DIB-X: Formulating Explainability Principles for a Self-Explainable Model Through Information Theoretic Learning

Publikasjonsdetaljer

Journal: Proceedings of the IEEE International Conference on Acoustics, Speech and Signal Processing, p. 7170–7174, 2024
Utgiver: IEEE (Institute of Electrical and Electronics Engineers)
Internasjonale standardnumre:
- Trykt: 1520-6149
- Elektronisk: 2379-190X
Lenke:
- DOI: doi.org/10.1109/ICASSP48485.2024.10447094

The recent development of self-explainable deep learning approaches has focused on integrating well-defined explainability principles into learning process, with the goal of achieving these principles through optimization. In this work, we propose DIB-X, a self-explainable deep learning approach for image data, which adheres to the principles of minimal, sufficient, and interactive explanations.
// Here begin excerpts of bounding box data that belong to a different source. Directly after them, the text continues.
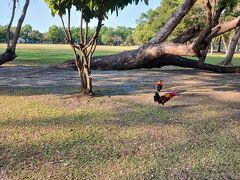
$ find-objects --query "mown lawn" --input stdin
[0,44,240,66]
[0,44,136,65]
[0,88,240,179]
[0,45,240,180]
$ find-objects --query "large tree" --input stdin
[45,0,147,95]
[88,0,240,72]
[0,0,30,65]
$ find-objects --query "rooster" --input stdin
[154,90,177,106]
[155,80,163,92]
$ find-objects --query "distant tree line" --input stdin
[0,24,136,45]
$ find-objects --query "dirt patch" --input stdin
[0,66,240,106]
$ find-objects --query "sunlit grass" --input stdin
[0,87,240,179]
[0,44,240,66]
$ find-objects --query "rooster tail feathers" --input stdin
[153,92,160,102]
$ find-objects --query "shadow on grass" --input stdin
[0,67,240,96]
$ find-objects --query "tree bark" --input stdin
[221,28,240,66]
[0,49,17,65]
[149,0,197,43]
[92,54,240,73]
[217,36,222,53]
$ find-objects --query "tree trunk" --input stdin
[222,36,228,55]
[0,0,30,66]
[92,52,240,73]
[0,49,17,66]
[221,28,240,66]
[211,42,214,54]
[217,36,222,53]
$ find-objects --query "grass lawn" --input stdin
[0,44,240,66]
[0,45,240,180]
[0,88,240,179]
[0,44,136,65]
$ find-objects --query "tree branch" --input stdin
[149,0,197,44]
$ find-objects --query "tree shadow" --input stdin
[0,67,240,96]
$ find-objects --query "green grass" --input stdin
[0,90,240,179]
[0,44,136,65]
[0,44,240,66]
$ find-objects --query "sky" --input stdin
[0,0,160,32]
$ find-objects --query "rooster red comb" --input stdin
[155,79,163,85]
[171,90,177,96]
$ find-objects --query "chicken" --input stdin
[153,90,177,106]
[155,80,163,92]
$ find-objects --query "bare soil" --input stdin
[0,66,240,106]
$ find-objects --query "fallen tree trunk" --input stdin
[57,50,240,73]
[89,52,240,73]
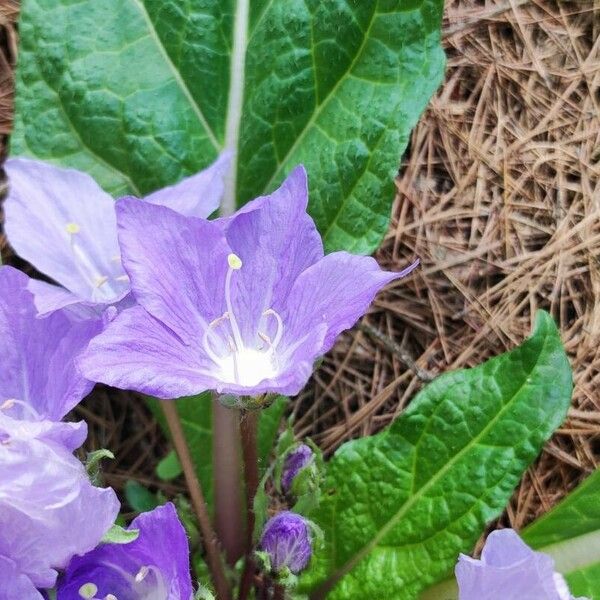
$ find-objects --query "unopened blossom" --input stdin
[0,266,102,421]
[456,529,585,600]
[259,511,312,574]
[57,503,193,600]
[81,167,415,398]
[0,410,119,600]
[281,444,315,494]
[4,154,230,314]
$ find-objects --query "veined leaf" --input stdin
[11,0,444,253]
[301,311,572,600]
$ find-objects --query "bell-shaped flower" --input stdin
[0,266,102,421]
[4,153,230,314]
[456,529,585,600]
[0,409,119,600]
[259,511,312,575]
[57,503,193,600]
[80,167,415,398]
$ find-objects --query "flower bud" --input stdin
[281,444,315,494]
[260,511,312,574]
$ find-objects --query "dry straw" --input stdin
[0,0,600,527]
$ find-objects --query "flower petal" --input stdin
[282,252,418,354]
[144,152,232,219]
[0,266,102,420]
[0,413,119,588]
[117,198,231,343]
[58,502,192,600]
[4,158,129,303]
[0,556,44,600]
[217,167,323,338]
[79,306,212,399]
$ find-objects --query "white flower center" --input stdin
[202,254,283,387]
[79,563,169,600]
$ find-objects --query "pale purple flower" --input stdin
[0,266,102,421]
[281,444,315,494]
[57,503,193,600]
[0,411,119,600]
[259,511,312,574]
[456,529,585,600]
[81,167,416,398]
[4,153,230,314]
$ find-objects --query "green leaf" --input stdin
[156,450,183,481]
[522,470,600,600]
[11,0,444,253]
[125,479,160,512]
[301,311,572,600]
[522,470,600,548]
[102,525,140,544]
[420,470,600,600]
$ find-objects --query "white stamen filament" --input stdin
[65,223,129,297]
[202,254,283,386]
[79,563,169,600]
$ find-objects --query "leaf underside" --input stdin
[11,0,444,253]
[301,312,572,600]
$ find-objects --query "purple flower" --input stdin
[0,268,102,421]
[259,511,312,574]
[456,529,584,600]
[281,444,315,494]
[0,411,119,600]
[57,503,193,600]
[4,154,230,314]
[81,167,416,398]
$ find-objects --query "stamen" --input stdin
[79,582,98,600]
[225,254,244,352]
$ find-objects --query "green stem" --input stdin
[213,397,244,565]
[239,412,259,600]
[161,400,231,600]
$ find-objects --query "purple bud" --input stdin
[260,511,312,574]
[281,444,314,494]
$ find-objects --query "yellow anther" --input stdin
[227,252,242,271]
[79,583,98,600]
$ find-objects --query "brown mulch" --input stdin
[0,0,600,527]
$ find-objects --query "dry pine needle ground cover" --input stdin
[0,0,600,527]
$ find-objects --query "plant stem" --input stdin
[239,412,259,600]
[161,400,231,600]
[213,397,244,565]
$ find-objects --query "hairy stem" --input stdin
[239,412,259,600]
[213,397,244,565]
[161,400,231,600]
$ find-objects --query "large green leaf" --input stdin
[301,312,572,600]
[11,0,444,253]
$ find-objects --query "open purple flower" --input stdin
[4,153,230,313]
[259,511,312,574]
[57,503,193,600]
[0,411,119,600]
[0,266,102,421]
[81,167,416,398]
[456,529,585,600]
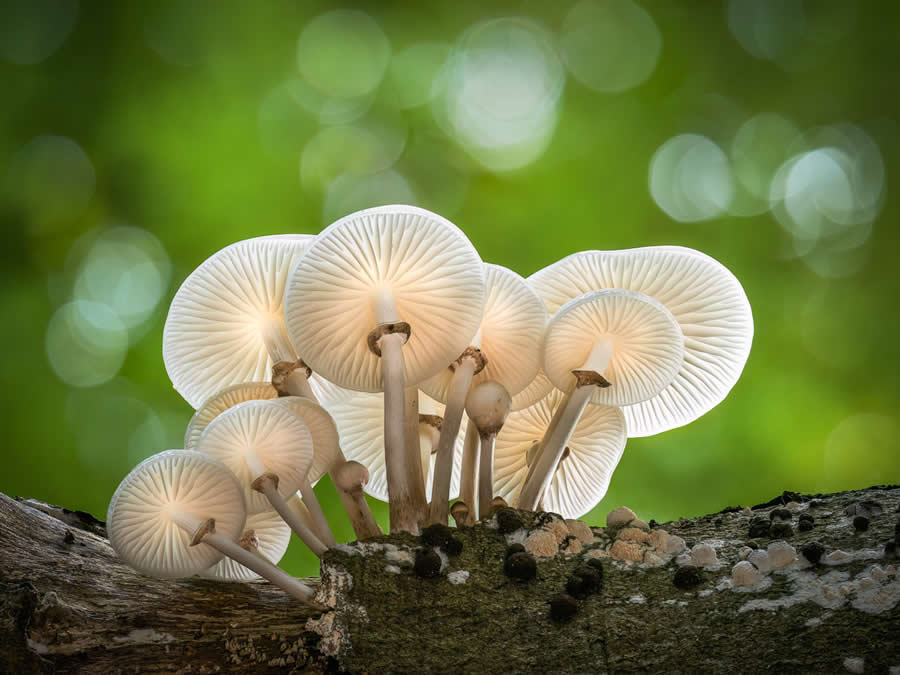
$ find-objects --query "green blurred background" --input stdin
[0,0,900,574]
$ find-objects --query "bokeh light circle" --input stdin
[46,300,128,387]
[560,0,662,94]
[297,9,391,98]
[649,134,734,222]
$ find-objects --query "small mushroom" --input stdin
[106,450,314,604]
[420,264,547,523]
[184,382,278,450]
[197,401,327,557]
[466,380,512,519]
[163,235,315,408]
[284,205,484,532]
[519,290,684,509]
[200,511,291,581]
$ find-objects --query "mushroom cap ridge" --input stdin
[528,246,753,436]
[106,450,247,579]
[284,205,484,392]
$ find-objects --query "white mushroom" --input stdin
[184,382,278,450]
[528,246,753,436]
[197,401,326,557]
[519,289,684,509]
[200,511,291,581]
[494,390,633,518]
[163,235,315,408]
[466,381,512,520]
[106,450,314,604]
[285,205,484,532]
[420,264,547,524]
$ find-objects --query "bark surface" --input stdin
[0,486,900,673]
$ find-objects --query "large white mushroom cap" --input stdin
[285,205,484,392]
[544,289,684,406]
[494,390,627,518]
[200,510,291,581]
[197,401,313,513]
[163,235,315,408]
[419,263,549,403]
[106,450,247,579]
[322,387,468,502]
[272,396,340,485]
[184,382,278,450]
[528,246,753,436]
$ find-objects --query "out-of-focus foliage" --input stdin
[0,0,900,573]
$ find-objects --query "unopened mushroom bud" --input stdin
[333,461,381,539]
[466,382,512,519]
[106,450,314,604]
[450,502,469,527]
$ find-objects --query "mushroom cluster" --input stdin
[108,205,753,603]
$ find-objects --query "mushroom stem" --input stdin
[379,333,421,534]
[200,528,316,606]
[518,340,613,510]
[300,479,337,548]
[478,432,497,520]
[403,387,431,524]
[459,420,480,525]
[331,460,381,539]
[428,356,476,525]
[250,473,328,556]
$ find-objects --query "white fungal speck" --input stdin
[844,656,866,673]
[447,570,469,586]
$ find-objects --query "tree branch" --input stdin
[0,486,900,673]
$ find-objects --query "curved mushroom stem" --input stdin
[428,356,477,525]
[331,460,382,540]
[328,456,382,540]
[518,340,613,511]
[478,432,497,520]
[172,513,317,607]
[459,420,480,525]
[300,478,337,548]
[251,473,328,556]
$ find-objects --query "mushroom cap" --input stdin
[510,368,554,410]
[284,205,484,392]
[200,510,291,581]
[184,382,278,450]
[163,235,315,408]
[272,396,341,485]
[197,401,314,513]
[528,246,753,436]
[544,289,684,406]
[494,390,627,518]
[322,387,467,502]
[106,450,247,579]
[419,263,549,403]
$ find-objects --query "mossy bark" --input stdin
[0,487,900,673]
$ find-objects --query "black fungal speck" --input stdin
[769,523,794,539]
[769,509,791,522]
[497,506,522,534]
[800,541,825,565]
[672,565,703,589]
[504,544,525,558]
[503,553,537,581]
[421,523,453,546]
[548,593,578,621]
[441,537,462,558]
[413,548,441,579]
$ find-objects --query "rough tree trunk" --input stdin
[0,487,900,673]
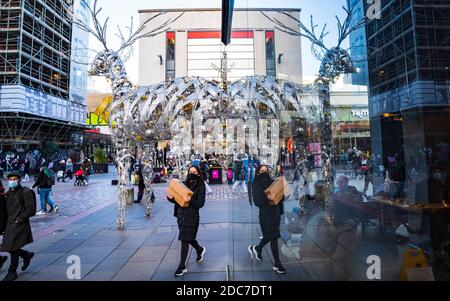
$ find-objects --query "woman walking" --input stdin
[167,166,206,277]
[248,165,286,274]
[33,166,59,215]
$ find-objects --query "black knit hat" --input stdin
[6,171,22,179]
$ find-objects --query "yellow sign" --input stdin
[86,113,109,126]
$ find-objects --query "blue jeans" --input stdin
[39,188,55,211]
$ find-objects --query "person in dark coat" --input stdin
[248,165,286,274]
[0,180,8,269]
[167,166,206,277]
[1,173,36,281]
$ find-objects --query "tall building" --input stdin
[347,0,369,86]
[139,8,302,86]
[0,0,86,150]
[366,0,450,272]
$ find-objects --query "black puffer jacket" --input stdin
[168,181,206,241]
[0,192,7,234]
[1,186,36,252]
[252,175,283,240]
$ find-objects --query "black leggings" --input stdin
[256,238,281,265]
[8,249,28,273]
[180,240,201,267]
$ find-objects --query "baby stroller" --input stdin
[73,169,87,186]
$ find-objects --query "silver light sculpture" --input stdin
[261,2,365,223]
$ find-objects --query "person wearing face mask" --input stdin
[167,166,206,277]
[1,172,36,281]
[416,165,450,203]
[248,165,286,274]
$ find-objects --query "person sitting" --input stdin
[332,176,363,223]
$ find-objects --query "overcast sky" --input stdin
[90,0,346,88]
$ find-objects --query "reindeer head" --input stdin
[73,0,183,76]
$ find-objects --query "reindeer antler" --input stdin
[336,2,366,47]
[73,0,184,52]
[73,0,109,50]
[118,12,184,52]
[261,2,366,55]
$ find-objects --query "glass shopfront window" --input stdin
[266,30,277,76]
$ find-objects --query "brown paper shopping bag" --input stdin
[264,177,289,205]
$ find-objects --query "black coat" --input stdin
[33,170,52,189]
[169,181,206,241]
[252,176,283,240]
[0,194,7,234]
[1,186,36,252]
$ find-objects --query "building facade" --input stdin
[347,0,369,86]
[0,0,86,150]
[366,0,450,267]
[139,9,302,86]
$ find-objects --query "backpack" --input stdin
[239,168,247,181]
[20,186,36,216]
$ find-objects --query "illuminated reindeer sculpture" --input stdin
[73,0,182,229]
[261,1,366,222]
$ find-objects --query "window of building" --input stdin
[166,31,175,80]
[266,30,276,76]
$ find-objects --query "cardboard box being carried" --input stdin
[264,177,289,205]
[169,179,194,208]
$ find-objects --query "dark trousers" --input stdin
[180,240,201,267]
[63,171,73,181]
[256,238,281,265]
[8,249,28,273]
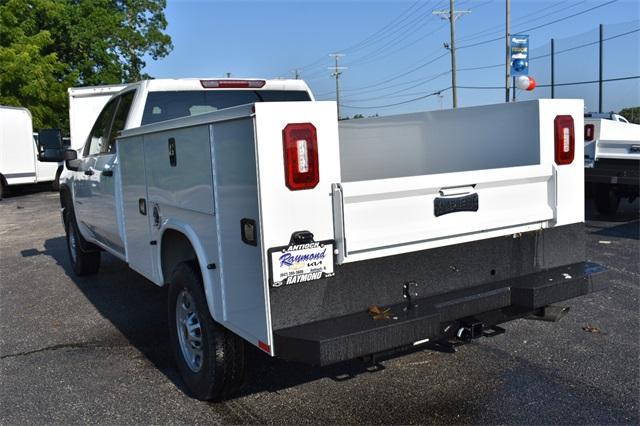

The minimality and sufficiency principles are rooted from the trade-off relationship within the information bottleneck framework. Distinctly, DIB-X directly quantifies the minimality principle using the recently proposed matrix-based Rényi’s α-order entropy functional, circumventing the need for variational approximation and distributional assumption. The interactivity principle is realized by incorporating existing domain knowledge as prior explanations, fostering explanations that align with established domain understanding. Empirical results on MNIST and two marine environment monitoring datasets with different modalities reveal that our approach primarily provides improved explainability with the added advantage of enhanced classification performance.